2017年 12月 15日
バッハの音楽を聴きたくなる時は
長く遠くにあったバッハの音楽が、12月に入って次第に近づいてきている気配を感じている。
僕にとって日常生活が穏やかであまり問題のない時にはバッハの音楽は少し遠くにあるようだ。
一方少し体調が優れない時や、精神的に疲れてしまいあまり人に会いたくない時にはバッハの音楽はとても近くにある。
バッハの音楽は深い森や山奥の湖のようにどこか人間という存在から遠い所にあって、日常生活の煩悶とは別次元の宇宙に僕を連れていってくれる。
吉井亜彦さんは『名盤鑑定百科 バッハ』の中でバッハの音楽についてこんな風に書いている。

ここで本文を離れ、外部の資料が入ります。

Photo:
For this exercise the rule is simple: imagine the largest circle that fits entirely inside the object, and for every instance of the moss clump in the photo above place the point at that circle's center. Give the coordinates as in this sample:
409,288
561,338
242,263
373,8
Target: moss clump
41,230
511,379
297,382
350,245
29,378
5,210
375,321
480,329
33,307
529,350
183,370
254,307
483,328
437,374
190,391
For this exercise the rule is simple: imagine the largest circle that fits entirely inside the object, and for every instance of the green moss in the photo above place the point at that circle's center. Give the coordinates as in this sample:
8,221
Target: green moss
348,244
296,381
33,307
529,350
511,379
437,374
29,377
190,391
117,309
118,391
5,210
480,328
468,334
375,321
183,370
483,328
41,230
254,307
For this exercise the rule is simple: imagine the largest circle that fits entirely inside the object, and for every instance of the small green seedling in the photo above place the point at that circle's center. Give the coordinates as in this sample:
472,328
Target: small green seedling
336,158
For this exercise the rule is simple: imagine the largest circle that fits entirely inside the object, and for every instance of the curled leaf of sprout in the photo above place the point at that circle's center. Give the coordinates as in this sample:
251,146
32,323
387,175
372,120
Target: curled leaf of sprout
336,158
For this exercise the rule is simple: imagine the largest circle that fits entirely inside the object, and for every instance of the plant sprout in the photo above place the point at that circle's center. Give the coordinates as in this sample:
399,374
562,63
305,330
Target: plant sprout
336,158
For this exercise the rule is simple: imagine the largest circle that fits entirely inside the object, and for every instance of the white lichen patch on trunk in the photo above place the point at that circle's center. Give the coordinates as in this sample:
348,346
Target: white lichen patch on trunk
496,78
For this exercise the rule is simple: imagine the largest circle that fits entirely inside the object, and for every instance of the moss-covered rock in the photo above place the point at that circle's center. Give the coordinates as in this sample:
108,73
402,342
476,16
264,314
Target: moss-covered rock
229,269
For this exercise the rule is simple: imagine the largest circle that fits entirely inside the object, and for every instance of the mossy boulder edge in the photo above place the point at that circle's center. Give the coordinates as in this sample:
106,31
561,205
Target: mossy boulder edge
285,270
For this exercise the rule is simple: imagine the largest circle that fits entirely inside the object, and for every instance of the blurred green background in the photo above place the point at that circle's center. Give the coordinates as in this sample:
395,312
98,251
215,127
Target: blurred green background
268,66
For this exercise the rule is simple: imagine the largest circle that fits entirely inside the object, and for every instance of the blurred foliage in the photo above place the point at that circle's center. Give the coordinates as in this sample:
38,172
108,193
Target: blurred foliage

「「私が幸せ」なときにはバッハの音楽を聴いてみよう。「私が悲しい」ときにもバッハの音楽を聴いてみよう。「私」が関係していようといなくとも、あるいは、どのような状況であろうとも、ひとまずバッハの音楽を聴いてみよう。そうしさえすれば、そこで聞こえてくる音楽はまさに不可思議としか言えないような作用を生み、我々人間が内包している様々なものごとを全てきれいに洗い落とし、いわば「素」のような状態へと導き、そこで人間が持つ諸属性から可能な限り自由となった音楽が、素朴に音楽たろうとしている現場に、誰もがあっけらかんとするほど 自然な姿で立ち会うことができるであろう」
これからカール・リヒターによるバッハのカンタータ集(75曲、26枚)を聴き、心を洗い流す旅に出たいと思います。